Um efeito colateral dessa desconfiança nas instituições é o fortalecimento da autoridade de figuras individuais que prometem dar todas as respostas e falar diretamente em nome do público. Essa é uma estratégia já adotada na Rússia e na Turquia como forma de desacreditar os críticos de seus governos, o que acaba fortalecendo a imagem de seus líderes como os únicos que merecem a confiança da população.
A internet ampliou nosso acesso a milhões de fontes de informação, e não podemos conhecer todos esses veículos para saber de cara se são sérios ou não. Mas, da mesma forma que precisamos tomar cuidado para não acreditar em qualquer coisa, também não podemos achar que tudo é sempre falso.

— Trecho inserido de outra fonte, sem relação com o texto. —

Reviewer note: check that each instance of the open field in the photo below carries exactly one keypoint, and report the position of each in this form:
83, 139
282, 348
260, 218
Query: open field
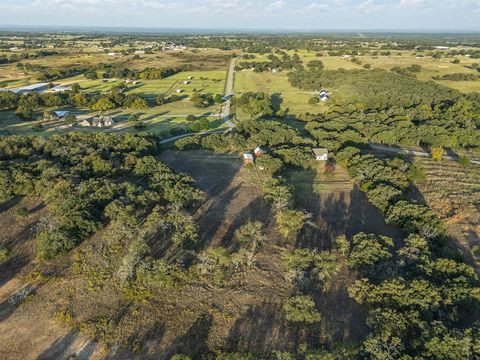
294, 99
453, 191
430, 67
244, 318
157, 118
202, 60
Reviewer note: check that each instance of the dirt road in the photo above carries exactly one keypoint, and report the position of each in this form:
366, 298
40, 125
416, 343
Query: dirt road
407, 151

Desconfiança generalizada não ajuda na hora de construir um espaço de debate político, pelo contrário. Muita gente pode se aproveitar dessa crise de confiança para varrer para baixo do tapete denúncias bem fundamentadas, ou desacreditar as instituições que tentam manter o jogo político dentro das regras fundamentais da democracia.
Ninguém quer ficar perto das Falsianes, porque não dá para confiar no que elas falam – e porque nós podemos ser vítimas de suas intrigas. Mas é importante tentar entender por que as pessoas fazem isso, pois, assim, podemos identificar comportamentos nocivos e não cair na armadilha dessas víboras – caso contrário, quando você menos espera, está espalhando veneno por aí também.

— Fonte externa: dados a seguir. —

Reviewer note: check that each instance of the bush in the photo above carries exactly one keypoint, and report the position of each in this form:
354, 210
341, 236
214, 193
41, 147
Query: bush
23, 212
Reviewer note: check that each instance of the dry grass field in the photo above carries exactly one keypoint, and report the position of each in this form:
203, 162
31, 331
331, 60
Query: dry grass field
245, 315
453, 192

Apresentamos abaixo uma lista de perfis bem-humorados sobre proliferadores de notícias falsas. Se você se identificou com algum deles, não se preocupe! Não há nada de errado em pedir desculpas por passar uma mentira para frente – é só ter olho vivo para não deixar isso se repetir…
Quem quer se beneficiar da tragédia alheia não pensa duas vezes antes de passar adiante uma história que pode ou não ser verdade, mas tem potencial para lhe ajudar de alguma forma. Aqui temos desde o candidato político que espalha denúncias furadas contra seus opositores até o investidor que divulga informações exageradas sobre uma empresa para ver suas ações se valorizarem. Versões mais mundanas incluem quem dá aquele upgrade no currículo ou no LinkedIn inserindo experiências ou habilidades “incríveis” (porque não dá mesmo para crer que elas sejam verdadeiras) ou quem espalha rumores negativos sobre aquele colega de trabalho que está competindo por uma promoção com aumento de salário.

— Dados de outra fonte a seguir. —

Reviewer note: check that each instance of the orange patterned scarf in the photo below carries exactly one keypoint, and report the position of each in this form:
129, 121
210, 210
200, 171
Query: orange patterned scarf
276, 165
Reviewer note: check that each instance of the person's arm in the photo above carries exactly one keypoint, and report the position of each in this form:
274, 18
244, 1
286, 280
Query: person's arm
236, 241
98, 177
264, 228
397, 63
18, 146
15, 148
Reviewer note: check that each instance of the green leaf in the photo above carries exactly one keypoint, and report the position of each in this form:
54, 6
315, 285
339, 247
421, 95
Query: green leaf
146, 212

“Falem mal, mas falem de mim” – ou “falo mal, mas ouçam a mim”. Essa é a lógica de quem só quer mesmo aparecer, e, para prender a atenção alheia, não pensa duas vezes em exagerar um pouquinho, um pouco, muito ou inventar completamente tudo do zero. É o que motiva muitos dos criadores de sites de fake news, que precisam atrair grandes quantidades de leitores para conseguir dinheiro com publicidade: como você viu neste módulo, cada visualização dá frações de centavos, então eles precisam de milhões. Nessa luta pela atenção, as estratégias sensacionalistas de apelar para exageros fazem muita gente mentir sem dó. Frequentemente, correm o risco de sofrer processos e podem ter de apagar suas páginas. Contudo, logo em seguida abrem outros domínios, como se nada tivesse acontecido, e recomeçam tudo do zero. Mas sabe como é: eles pode até perder o amigo, mas não querem perder a atenção do público.
Esta é uma variação sutil dos perfis anteriores, que se veste com uma aparência de nobreza: ela “tenta” denunciar e nos mostrar as verdades que ninguém quer ver. No processo de construir essa imagem de engajamento, mistura no bolo um monte de bobagem, exagero e mentira pura, sem se preocupar com os fatos. Para quem se preocupa só com ideologia, não faz muita diferença se os fatos se encaixam ou não nas opiniões que se pretende propagar. Tem gente que repassa conteúdo e que sabe ser falso para tentar enganar parte de seus contatos, convencendo com argumentos tortos a “validade” de seus ideais.
Mais bizarro ainda, para demonstrar fidelidade à sua causa, muitos espalham boatos mesmo sabendo que são mentira. Para a pesquisadora Judith Donath, tem gente que aceita “sacrificar” sua reputação perante opositores críticos para demonstrar, por exemplo, o grau de seu alinhamento partidário.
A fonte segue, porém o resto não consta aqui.